Biochemical transition between feeding and fasting
Cellular fuel selection depends on the type and amount of nutrient available. Cellular responses to the changes in nutritional state are predominantly assigned to the mitochondria (see “Mitochondrial function is essential for metabolic flexibility” and “Endocrine regulation of metabolic flexibility”). As proposed in Randle’s glucose-fatty acid cycle hypothesis, in vitro studies have shown that FAO is suppressed when glucose consumption is increased and vice versa (25) (Fig. 2). In the postprandial period of a carbohydrate-rich meal when glucose and insulin are high, glucose uptake, glycolysis, and pyruvate oxidation are favored and FAO is suppressed. These glucose-dependent processes increase the concentration of malonyl-CoA, which allosterically inhibits carnitine palmitoyltransferase-1 (CPT-1), which transports fatty acids into the mitochondria for β-oxidation. Fatty acids are then alternatively used for triglyceride synthesis and stored. Additionally, the rise in pyruvate from glycolysis inhibits pyruvate dehydrogenase kinase (PDK), which reduces the phosphorylation of pyruvate dehydrogenases (PDHs), resulting in an increased glucose oxidation (4).

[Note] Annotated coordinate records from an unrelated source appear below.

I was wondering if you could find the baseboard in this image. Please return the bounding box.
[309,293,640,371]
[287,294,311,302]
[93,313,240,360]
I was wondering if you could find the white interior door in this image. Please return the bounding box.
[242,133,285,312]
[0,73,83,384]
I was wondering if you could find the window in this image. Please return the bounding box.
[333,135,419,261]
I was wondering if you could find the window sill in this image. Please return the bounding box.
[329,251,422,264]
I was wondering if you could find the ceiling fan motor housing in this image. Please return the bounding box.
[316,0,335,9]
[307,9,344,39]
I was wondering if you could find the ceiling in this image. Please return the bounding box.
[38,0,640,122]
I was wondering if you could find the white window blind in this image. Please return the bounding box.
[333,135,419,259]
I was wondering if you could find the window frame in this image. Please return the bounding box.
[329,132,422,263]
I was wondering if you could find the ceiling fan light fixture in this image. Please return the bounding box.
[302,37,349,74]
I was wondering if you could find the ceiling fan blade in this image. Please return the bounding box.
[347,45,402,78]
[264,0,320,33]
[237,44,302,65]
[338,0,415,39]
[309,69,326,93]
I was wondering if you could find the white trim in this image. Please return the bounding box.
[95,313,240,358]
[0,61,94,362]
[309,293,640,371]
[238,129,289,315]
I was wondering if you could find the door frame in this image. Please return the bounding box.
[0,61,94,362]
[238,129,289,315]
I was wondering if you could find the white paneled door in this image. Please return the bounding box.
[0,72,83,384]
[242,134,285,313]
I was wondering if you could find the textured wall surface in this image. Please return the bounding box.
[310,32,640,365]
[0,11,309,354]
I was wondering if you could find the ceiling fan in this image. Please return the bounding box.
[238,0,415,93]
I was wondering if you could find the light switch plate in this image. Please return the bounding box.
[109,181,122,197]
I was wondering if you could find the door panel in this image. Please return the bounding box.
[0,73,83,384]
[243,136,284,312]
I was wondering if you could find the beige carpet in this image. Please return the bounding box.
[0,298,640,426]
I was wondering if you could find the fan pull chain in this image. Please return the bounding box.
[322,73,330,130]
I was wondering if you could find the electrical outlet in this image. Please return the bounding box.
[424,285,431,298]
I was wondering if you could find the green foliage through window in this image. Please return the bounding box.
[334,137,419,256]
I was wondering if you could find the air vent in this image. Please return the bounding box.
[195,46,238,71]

On the other hand, during fasting, the inhibition of FAO is released by the action of the energy stress sensor adenosine monophosphate-activated protein kinase (AMPK), which inhibits acetyl-CoA carboxylase (ACC) by phosphorylation. Inhibition of ACC lowers malonyl-CoA concentrations, resulting in an increased activity of CPT-1 and amplified transport of fatty acids into the mitochondria for β-oxidation. When FAO is preferred, acetyl-CoA and reduced nicotinamide adenine dinucleotide (NADH) levels rise, impeding PDH catalytic activity through allosteric inhibition and via activation of PDK. During fasting, PDK gene expression increases through fatty acid–dependent peroxisome proliferator–activated receptor (PPAR) signaling (26).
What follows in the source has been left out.